Kinetics and Passivation in Alkali Metal-O2 Cells: Limiting Mechanisms

Wednesday, 4 October 2017: 09:00
Maryland A (Gaylord National Resort and Convention Center)
K. B. Knudsen and B. D. McCloskey (University of California, Berkeley, Lawrence Berkeley National Laboratory)
Non-aqueous alkali metal-O2 cells (in particular Li-O2 and Na-O2 cells) have received a great deal of attention since the aprotic Li-O2 cell first was reported in 19961. Typical metal-O2 battery configurations include a pure alkali-metal anode and inexpensive carbon acting as the cathode material upon which metal oxide discharge products are deposited during O2 reduction. The interest in alkali metal-O2 batteries is a result of their relatively high theoretical energy density of 1105 Wh/kg and 3456 Wh/kg (normalized to the weight of the discharge product) for Na-O2 and Li-O2, respectively2. The discharge product forms mainly as Li2O2 and NaO2 in Li-O2 and Na-O2 cells, respectively, and the morphology of these deposits depends on current density3,4, type of electrolytes5, and additives6,7. Deposits can generally take the shape of films growing on the cathode surface6, cubic crystals8, and/or larger irregular deposits as micrometer-sized particles6. As both Li2O2 and NaO2 have low electronic conductivities,9,10 once the cathode surface is sufficiently covered by the respective discharge product, charge transfer resistance substantially increases in most cases and a sudden drop in potential is observed in galvanostatic operation. Controlling the morphology is therefore a method being explored to increase the discharge capacity, with the interplay between the different morphologies largely governed by the solvation and solubility of O2, Li+, Na+, and their reduced states as LiO2 (the intermediate to Li2O2 formation) and NaO2. The solubility of these species has been shown to be correlated to a good first approximation with the Lewis basicity and acidity of the electrolyte solvent as described by the Gutmann donor and acceptor numbers (DN and AN). As an example, solvents with a relatively higher DN, such as DMSO compared to DME, lead to a dramatic increase in discharge capacity because cations are more solvated and shielded in the high DN electrolyte, allowing LiO2 to diffuse away from the cathode surface before it disproportionates to insoluble Li2O2 to form larger particles5,6.

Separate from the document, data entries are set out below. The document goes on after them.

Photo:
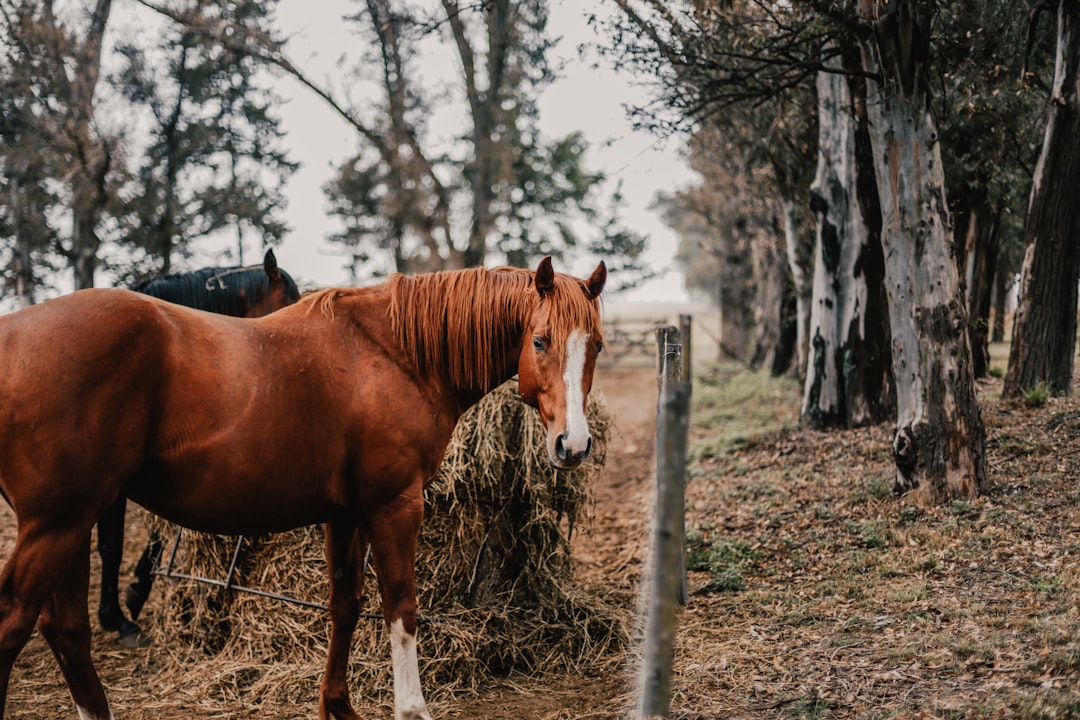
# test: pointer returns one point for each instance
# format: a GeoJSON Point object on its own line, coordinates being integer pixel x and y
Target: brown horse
{"type": "Point", "coordinates": [336, 409]}
{"type": "Point", "coordinates": [242, 291]}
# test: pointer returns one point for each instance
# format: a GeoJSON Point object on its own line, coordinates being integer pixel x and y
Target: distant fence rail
{"type": "Point", "coordinates": [628, 339]}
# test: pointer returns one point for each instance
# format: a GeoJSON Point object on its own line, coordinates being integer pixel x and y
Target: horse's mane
{"type": "Point", "coordinates": [466, 323]}
{"type": "Point", "coordinates": [223, 290]}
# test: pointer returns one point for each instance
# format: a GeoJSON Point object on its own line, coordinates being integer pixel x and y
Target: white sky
{"type": "Point", "coordinates": [584, 97]}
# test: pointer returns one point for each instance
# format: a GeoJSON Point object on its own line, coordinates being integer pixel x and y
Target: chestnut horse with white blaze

This presentation will outline the use electrochemical impedance spectroscopy as an in-situ characterization tool to characterize charge transport in alkali metal-O2 cells while operating. While the impedance of Li+ intercalation materials has been extensively studied, the relatively larger overpotentials (100-200 mV2,11) for non-aqueous O2 reduction in aprotic electrolytes give a number of contributions that require careful evaluation. A particularly useful method is to characterize the electrochemical processes in terms of a physical representative equivalent circuit that includes the flooded porosity of the carbon cathode4,12. The characterization of the cathode impedance allows for the separation of contributions that originates from the flooded porous structure and from the surface/electrolyte interface. In turn, this allows extraction of a parameter that qualitatively describes the amount of discharge product formed in the porous structure of the cathode. Our impedance analysis further gives a more specific deconvolution of individual losses to more precisely evaluate faradaic and non-faradic contributions to the performance of the cathode during operation.


1. K. M. Abraham and Z. Jiang, J. Electrochem. Soc., 143, 1–5 (1996).

2. P. Hartmann et al., Phys. Chem. Chem. Phys., 15, 11661–11672 (2013).

3. B. D. Adams et al., Energy Environ. Sci., 6, 1772–1778 (2013).

4. K. B. Knudsen et al., J. Phys. Chem. C, 120, 10799–10805 (2016).

5. L. Johnson et al., Nat. Chem., 6, 1091–1099 (2014).

6. N. B. Aetukuri et al., Nat. Chem., 7, 50–56 (2015).

7. C. M. Burke, V. Pande, A. Khetan, V. Viswanathan, and B. D. McCloskey, Proc. Natl. Acad. Sci., 201505728 (2015).

8. P. Hartmann et al., Nat. Mater., 12, 228–232 (2012).

9. V. Viswanathan et al., J. Chem. Phys., 135, 214704-214704–10 (2011).

10. S. Yang and D. J. Siegel, Chem. Mater., 27, 3852–3860 (2015).

11. J. S. Hummelshøj, A. C. Luntz, and J. K. Nørskov, J. Chem. Phys., 138, 34703 (2013).

12. K. B. Knudsen, T. Vegge, B. D. McCloskey, and J. Hjelm, J. Electrochem. Soc., 163, A2065–A2071 (2016).